Ik mis een god in ’t diepst van mijn gedachten: een nog levende Vic Nees, arend versus pimpelmees? Vanmorgen hoorde ik in de tuin een pas ontwaakte hommelkoningin onophoudelijk zoemen: ‘Zing Nees…zing Nees…’ en dat heb ik dan ook gedaan, de hele dag lang.

Hij zou weer verjaren vandaag, altijd precies een week later dan ikzelf, dus immer op een zelfde dag van de week, gekoppeld door een luchtbrug van verbondenheid. Maar er was zoveel meer: ik mocht naar hem opkijken, zonder dat ik daarvoor mijn hoofd achterover hoefde te gooien. Waarvan akte bij zijn laatste gezonde verjaardag, anno 2012.
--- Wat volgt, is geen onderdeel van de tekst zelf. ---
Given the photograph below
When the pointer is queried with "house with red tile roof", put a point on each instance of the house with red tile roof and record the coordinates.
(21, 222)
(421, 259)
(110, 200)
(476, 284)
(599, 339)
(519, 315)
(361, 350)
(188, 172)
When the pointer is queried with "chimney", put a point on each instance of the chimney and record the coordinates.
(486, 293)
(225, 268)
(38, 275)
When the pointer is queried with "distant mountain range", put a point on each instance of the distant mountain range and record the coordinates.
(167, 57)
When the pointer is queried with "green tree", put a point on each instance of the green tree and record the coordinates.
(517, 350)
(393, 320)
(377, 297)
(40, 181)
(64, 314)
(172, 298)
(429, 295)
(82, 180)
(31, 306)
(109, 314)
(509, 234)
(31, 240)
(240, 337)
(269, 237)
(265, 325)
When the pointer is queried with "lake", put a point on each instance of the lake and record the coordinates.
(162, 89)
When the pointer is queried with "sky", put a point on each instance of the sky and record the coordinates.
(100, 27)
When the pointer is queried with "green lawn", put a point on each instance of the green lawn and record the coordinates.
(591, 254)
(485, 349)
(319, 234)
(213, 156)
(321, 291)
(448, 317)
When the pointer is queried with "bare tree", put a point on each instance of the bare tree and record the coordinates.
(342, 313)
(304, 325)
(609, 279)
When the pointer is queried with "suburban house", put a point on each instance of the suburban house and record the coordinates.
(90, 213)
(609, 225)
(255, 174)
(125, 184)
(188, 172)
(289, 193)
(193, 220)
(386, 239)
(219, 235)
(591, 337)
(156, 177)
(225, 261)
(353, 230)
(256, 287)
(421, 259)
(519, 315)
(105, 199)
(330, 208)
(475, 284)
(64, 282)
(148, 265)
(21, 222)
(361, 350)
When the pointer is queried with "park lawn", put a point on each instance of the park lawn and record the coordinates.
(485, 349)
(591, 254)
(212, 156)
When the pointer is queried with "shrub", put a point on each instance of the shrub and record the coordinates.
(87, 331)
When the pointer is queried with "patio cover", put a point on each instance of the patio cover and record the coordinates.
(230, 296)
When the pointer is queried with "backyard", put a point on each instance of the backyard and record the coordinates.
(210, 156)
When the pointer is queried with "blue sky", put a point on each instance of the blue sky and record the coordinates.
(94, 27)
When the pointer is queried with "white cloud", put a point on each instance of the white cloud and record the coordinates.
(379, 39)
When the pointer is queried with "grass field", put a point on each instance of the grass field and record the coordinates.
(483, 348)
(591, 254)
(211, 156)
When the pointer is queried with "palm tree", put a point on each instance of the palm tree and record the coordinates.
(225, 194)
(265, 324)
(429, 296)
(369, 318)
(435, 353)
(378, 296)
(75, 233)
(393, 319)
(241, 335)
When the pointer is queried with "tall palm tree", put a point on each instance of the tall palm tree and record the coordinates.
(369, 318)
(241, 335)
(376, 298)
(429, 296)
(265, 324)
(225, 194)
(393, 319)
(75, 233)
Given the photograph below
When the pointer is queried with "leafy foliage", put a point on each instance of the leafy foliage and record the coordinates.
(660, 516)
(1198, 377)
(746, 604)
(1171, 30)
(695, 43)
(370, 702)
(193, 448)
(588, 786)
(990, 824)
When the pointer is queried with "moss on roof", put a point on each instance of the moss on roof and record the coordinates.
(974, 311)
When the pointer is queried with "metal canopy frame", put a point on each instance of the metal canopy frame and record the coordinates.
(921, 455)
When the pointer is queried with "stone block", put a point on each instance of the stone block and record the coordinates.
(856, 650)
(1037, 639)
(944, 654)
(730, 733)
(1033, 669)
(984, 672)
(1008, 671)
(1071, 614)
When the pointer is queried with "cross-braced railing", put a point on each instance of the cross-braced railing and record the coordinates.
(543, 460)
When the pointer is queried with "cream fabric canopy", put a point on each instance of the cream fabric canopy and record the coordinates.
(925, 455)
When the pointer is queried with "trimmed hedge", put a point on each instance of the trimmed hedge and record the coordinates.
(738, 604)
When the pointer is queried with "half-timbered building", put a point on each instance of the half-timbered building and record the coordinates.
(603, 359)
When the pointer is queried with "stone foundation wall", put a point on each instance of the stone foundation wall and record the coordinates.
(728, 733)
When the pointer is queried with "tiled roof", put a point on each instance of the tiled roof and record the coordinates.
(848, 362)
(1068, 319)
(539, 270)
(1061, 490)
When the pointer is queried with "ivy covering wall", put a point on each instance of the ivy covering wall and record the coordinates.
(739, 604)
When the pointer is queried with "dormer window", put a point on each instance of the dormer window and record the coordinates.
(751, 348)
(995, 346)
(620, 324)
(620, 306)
Ik heb hem immer, nou & of,
de hemel ingeprezen.
Daartoe -Moj Boze & Godlof!-
te vaak geknield in eigen stof,
maar ‘t was terecht, in dezen.

Een pissebed onder zijn steen,
-hoor de bazuinen schallen!-
maar zie, ik krimp niet meer ineen,
als helder hij als halogeen,
zijn licht op mij laat vallen.

Wordt hij tot al wat blijven zal,
tot staat van brons gegoten,
-de zware sokkel was er al,
alsook de zware regenval-
hij staat er, onomstoten.

Inmiddels ben ik, anno nu,
een nuttig jaartal ouder,
laaf ik mij aan zijn cire perdue,
ben ik die dikke déjà vu
duif op zijn bronzen schouder.

Dinska Bronska, 8 maart 2012.
-Ik schrijf zo moeilijk die brief!-

Toen hij stierf noteerde ik:‘Geen tak die mij nu nog in het gezicht kan slaan, op weg naar mijn eigen einde.’ En hoewel dat een voortvarende gedachte bleek, sindsdien schrik ik er alleszins steeds minder van. Inmiddels hou ik zélfs van zijn dood, niets haalt hem uit mijn leven.